Macbeth examined his coffee cup. Corbin’s description of the case troubled him; and it had reminded him of something: not a patient; something much closer to home. Eventually he said: “Maybe it’s just that your patient has had this experience all those years ago, where she’s seen someone who looked like an older version of herself, and the idea has lodged in her unconscious. Then, for whatever reason, it has manifested itself in this déjà vu type experience. I’m guessing you’ve ruled out schizophrenia?”
“No schizophrenia, no epilepsy, no psychotic depression, no neurological abnormalities … and, as far as I can see, no underlying medical conditions.”
“It could simply be that she is a high-functioning, monothematic delusional, Pete. You know it happens – patients with perfectly normal everyday lives except for a single, very particular, very persistent obsession or delusion.”
“But don’t you see?” There was frustration in Corbin’s tone.
“She’s not delusional because she
knows
the event can’t have happened. Anyway, it’s not just her. A half-dozen cases are referred to me every week. It’s always the same: the patient’s upset because they’ve had a single, temporary delusional episode that they recognize as a hallucination – then life goes on as normal without any repetition of the event.”
“So what are you saying? There’s some kind of delusional bug going around?” Macbeth laughed. “Twenty-four-hour hallucinogenic flu?”
“Why not? It’s like an epidemic. Maybe the cause does lie in a virus of some kind.”
“Any reports from anywhere else? I mean outside Boston?”
“I’ve put out a Commonwealth-wide enquiry and been in touch with the federal statistical office, but haven’t got anything back yet. You see, some of these cases are so …” he struggled for the word, “ … so
subtle
, that they very nearly weren’t reported. God knows how many more have just been dismissed or not even noticed. I mean, if you see a dog chasing a Frisbee in the park, you don’t ask yourself if the dog or the Frisbee are really there or not.”

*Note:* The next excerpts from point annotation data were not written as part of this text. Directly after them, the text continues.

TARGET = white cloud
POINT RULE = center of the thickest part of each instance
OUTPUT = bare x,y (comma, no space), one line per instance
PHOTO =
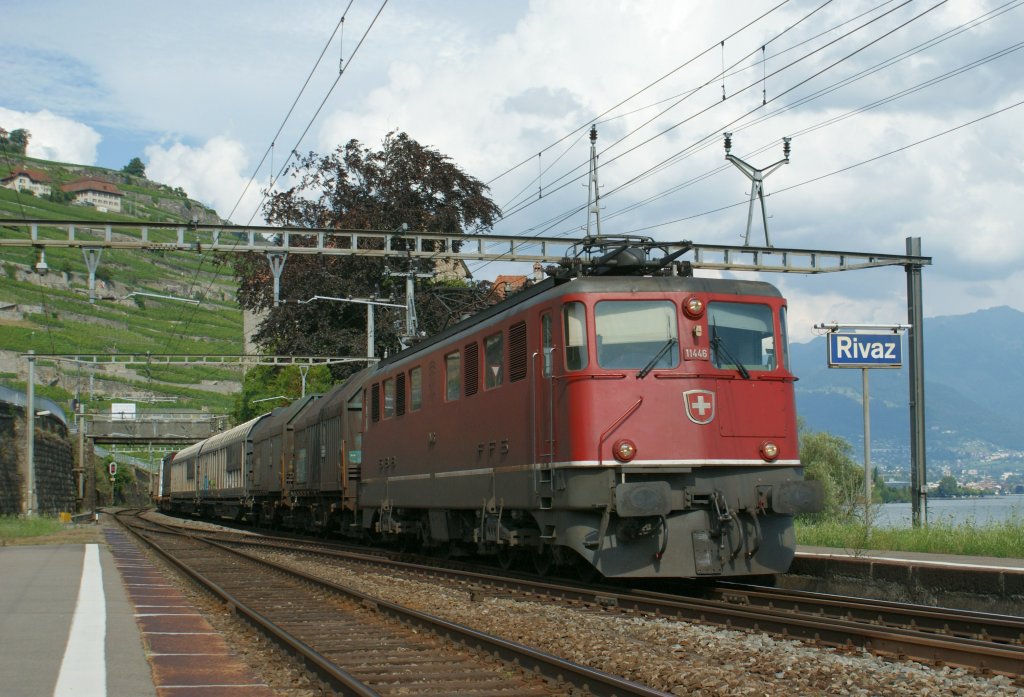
54,137
213,173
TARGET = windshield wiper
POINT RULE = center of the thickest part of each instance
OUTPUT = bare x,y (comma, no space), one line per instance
719,346
657,356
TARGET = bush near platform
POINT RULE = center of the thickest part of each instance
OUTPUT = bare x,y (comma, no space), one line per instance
1005,538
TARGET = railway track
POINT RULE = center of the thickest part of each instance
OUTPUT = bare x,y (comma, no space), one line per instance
933,636
359,645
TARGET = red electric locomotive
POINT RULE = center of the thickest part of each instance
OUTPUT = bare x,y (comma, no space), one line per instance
620,415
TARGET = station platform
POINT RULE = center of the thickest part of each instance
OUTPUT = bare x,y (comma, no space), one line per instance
98,620
922,559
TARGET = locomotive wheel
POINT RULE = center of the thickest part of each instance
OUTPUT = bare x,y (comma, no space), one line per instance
544,561
586,571
506,557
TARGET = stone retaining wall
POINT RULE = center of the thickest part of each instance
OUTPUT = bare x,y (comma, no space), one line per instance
54,458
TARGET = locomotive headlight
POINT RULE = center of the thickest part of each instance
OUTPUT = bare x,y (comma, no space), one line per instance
625,450
769,450
693,307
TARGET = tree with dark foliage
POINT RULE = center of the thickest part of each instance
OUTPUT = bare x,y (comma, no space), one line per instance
357,188
134,168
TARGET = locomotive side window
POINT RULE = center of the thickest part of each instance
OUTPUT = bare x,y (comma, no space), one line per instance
742,337
784,333
399,394
453,378
389,397
415,389
494,358
574,317
549,343
636,334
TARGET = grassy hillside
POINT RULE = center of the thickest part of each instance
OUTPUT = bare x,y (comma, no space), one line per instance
51,313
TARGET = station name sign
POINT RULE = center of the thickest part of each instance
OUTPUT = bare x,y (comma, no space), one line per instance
865,350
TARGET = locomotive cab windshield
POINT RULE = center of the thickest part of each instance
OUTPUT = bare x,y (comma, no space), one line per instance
636,334
742,337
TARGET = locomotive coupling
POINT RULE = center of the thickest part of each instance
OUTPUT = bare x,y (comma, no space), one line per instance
790,498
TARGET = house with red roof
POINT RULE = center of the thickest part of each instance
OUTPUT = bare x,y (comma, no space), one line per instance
91,191
30,180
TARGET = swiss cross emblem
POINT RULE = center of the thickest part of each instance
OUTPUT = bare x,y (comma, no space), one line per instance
699,405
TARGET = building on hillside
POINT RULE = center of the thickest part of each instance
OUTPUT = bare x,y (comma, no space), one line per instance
90,191
504,286
30,180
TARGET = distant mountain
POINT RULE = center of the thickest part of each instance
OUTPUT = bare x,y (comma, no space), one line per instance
973,379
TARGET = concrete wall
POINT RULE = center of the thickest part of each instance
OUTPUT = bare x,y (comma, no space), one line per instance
10,477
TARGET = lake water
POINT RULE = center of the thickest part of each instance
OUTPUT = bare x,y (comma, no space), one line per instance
954,511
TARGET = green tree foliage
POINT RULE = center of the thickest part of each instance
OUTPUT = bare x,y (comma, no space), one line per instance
827,459
14,142
134,168
358,188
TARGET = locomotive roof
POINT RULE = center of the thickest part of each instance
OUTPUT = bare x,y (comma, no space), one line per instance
552,288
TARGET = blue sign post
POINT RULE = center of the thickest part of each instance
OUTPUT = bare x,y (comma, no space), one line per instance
865,351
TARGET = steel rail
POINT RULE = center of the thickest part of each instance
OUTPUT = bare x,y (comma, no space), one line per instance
339,680
952,621
836,632
595,682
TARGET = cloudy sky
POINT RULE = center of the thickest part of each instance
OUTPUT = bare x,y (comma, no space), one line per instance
903,116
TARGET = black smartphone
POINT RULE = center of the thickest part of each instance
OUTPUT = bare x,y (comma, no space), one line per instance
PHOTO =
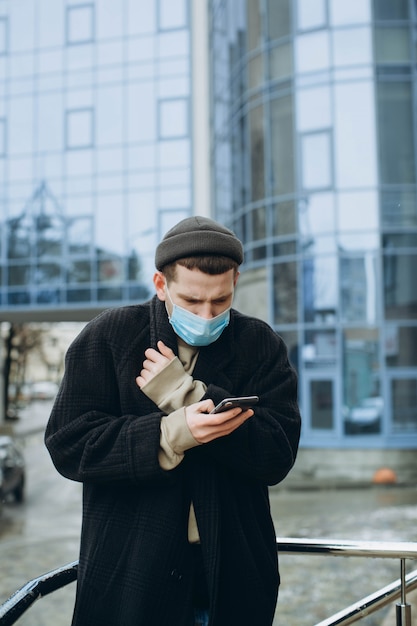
244,402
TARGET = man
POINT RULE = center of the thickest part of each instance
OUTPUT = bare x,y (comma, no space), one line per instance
176,523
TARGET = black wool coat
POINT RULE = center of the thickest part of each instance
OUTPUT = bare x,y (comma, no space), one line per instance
136,565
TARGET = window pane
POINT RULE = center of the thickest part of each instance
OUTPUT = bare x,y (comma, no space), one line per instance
280,62
392,45
254,17
3,36
396,145
80,24
399,209
257,152
284,219
279,18
354,134
361,382
255,72
404,404
173,118
346,54
358,286
282,142
314,108
352,12
400,346
319,349
389,10
285,293
320,289
312,52
172,14
311,14
79,131
316,160
2,137
322,413
400,293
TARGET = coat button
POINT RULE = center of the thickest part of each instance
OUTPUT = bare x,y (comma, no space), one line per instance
176,574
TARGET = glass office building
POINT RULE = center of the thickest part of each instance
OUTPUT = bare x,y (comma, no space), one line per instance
314,166
95,149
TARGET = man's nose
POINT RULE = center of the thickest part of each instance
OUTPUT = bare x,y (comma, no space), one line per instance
207,311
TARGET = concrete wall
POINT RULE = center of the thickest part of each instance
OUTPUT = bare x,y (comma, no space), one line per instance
329,467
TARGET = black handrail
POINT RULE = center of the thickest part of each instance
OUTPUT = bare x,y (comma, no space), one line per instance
23,598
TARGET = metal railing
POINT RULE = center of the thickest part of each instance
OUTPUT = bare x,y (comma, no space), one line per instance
23,598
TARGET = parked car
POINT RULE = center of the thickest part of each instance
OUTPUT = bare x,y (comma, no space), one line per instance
366,417
12,470
43,390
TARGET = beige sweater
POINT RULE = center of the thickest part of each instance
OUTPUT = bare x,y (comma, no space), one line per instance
172,390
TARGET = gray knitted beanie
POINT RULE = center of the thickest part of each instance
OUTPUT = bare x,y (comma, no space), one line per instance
198,236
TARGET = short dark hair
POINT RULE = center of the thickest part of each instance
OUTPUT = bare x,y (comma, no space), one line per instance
213,265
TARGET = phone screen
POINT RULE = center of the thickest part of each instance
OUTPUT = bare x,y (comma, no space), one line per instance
244,402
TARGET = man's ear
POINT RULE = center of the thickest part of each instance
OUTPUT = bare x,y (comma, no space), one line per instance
159,281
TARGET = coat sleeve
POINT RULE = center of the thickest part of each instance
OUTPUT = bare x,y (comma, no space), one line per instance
88,437
264,448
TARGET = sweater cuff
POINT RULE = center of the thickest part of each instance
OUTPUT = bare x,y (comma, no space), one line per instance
173,388
175,439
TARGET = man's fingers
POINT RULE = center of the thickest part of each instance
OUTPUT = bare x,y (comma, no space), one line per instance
165,351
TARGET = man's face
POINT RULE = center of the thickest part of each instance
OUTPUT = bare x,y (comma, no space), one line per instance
203,294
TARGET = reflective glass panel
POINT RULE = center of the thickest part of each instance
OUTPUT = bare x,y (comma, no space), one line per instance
312,52
396,143
256,119
392,45
314,108
255,72
279,18
281,62
320,289
2,137
285,293
358,288
316,160
358,211
389,10
79,130
3,35
282,146
363,404
404,404
322,404
344,53
400,293
284,218
172,14
319,349
80,23
311,14
352,12
354,134
254,24
400,346
399,209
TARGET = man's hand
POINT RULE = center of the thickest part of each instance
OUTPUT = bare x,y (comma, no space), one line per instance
206,426
155,362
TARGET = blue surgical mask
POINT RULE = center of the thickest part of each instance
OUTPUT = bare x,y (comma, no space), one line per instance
196,330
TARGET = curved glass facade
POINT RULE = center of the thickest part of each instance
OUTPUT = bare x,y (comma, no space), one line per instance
95,147
314,141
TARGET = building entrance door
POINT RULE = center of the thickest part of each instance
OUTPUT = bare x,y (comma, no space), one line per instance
320,392
402,392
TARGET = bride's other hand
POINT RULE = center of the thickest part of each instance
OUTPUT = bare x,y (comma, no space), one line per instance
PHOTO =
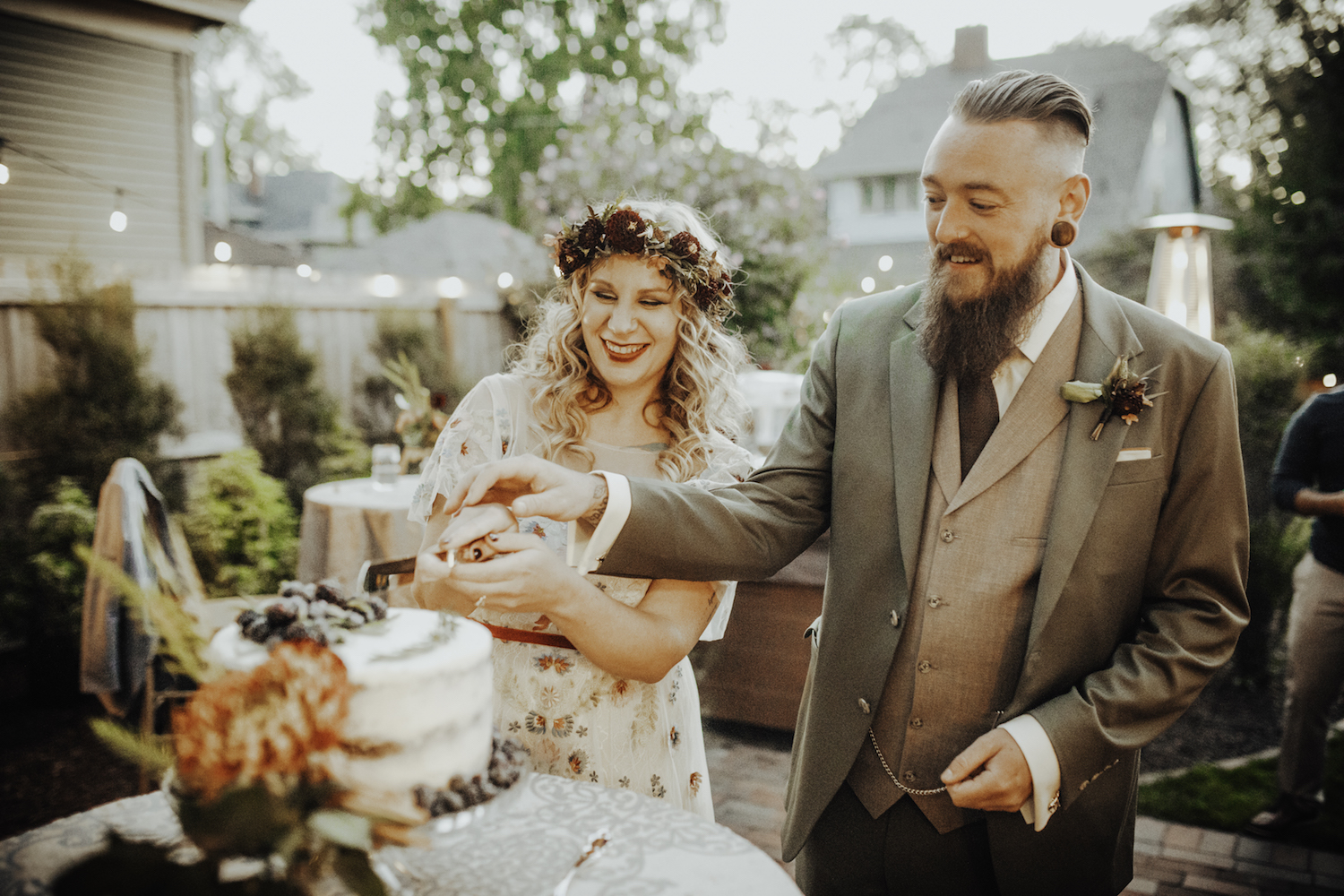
523,576
435,587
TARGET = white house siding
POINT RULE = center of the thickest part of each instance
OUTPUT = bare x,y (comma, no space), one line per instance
112,110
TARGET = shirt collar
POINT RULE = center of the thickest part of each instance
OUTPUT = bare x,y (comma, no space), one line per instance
1051,311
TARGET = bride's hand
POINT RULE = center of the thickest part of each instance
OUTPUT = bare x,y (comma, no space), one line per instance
524,576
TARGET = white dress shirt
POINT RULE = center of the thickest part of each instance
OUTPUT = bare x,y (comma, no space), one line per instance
589,548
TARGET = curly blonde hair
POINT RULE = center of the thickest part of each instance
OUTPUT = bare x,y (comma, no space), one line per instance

“Know something?” said Macbeth. “I think I heard of another case. Just before we met up tonight, my taxi driver told me about a fare who yelled at him to stop because he thought he’d seen a kid in the middle of the road. But there was no kid. The fare was on his way to the Christian Science Church.”
“Gabriel?”
Macbeth shrugged.
Corbin remained silent for a moment, bony shoulders hunched in his tweed jacket, elbows resting on the canteen table. “There’s something else, John. Something much nearer to home. Literally.”
“Okay …” said Macbeth. “Let’s have it.”
“It’s not just the increased workload that’s been running me ragged. I’ve not been sleeping much. Nor has Joanna. It’s the house …”
“The one you’re fixing up in Beacon Hill?”
“Yeah. And I don’t mean the work or stress of fixing it up. I mean things that go bump in the night.” He paused, looking at Macbeth almost as if judging whether he could trust him. “You remember the story I told you about the house? Marjorie Glaiston?”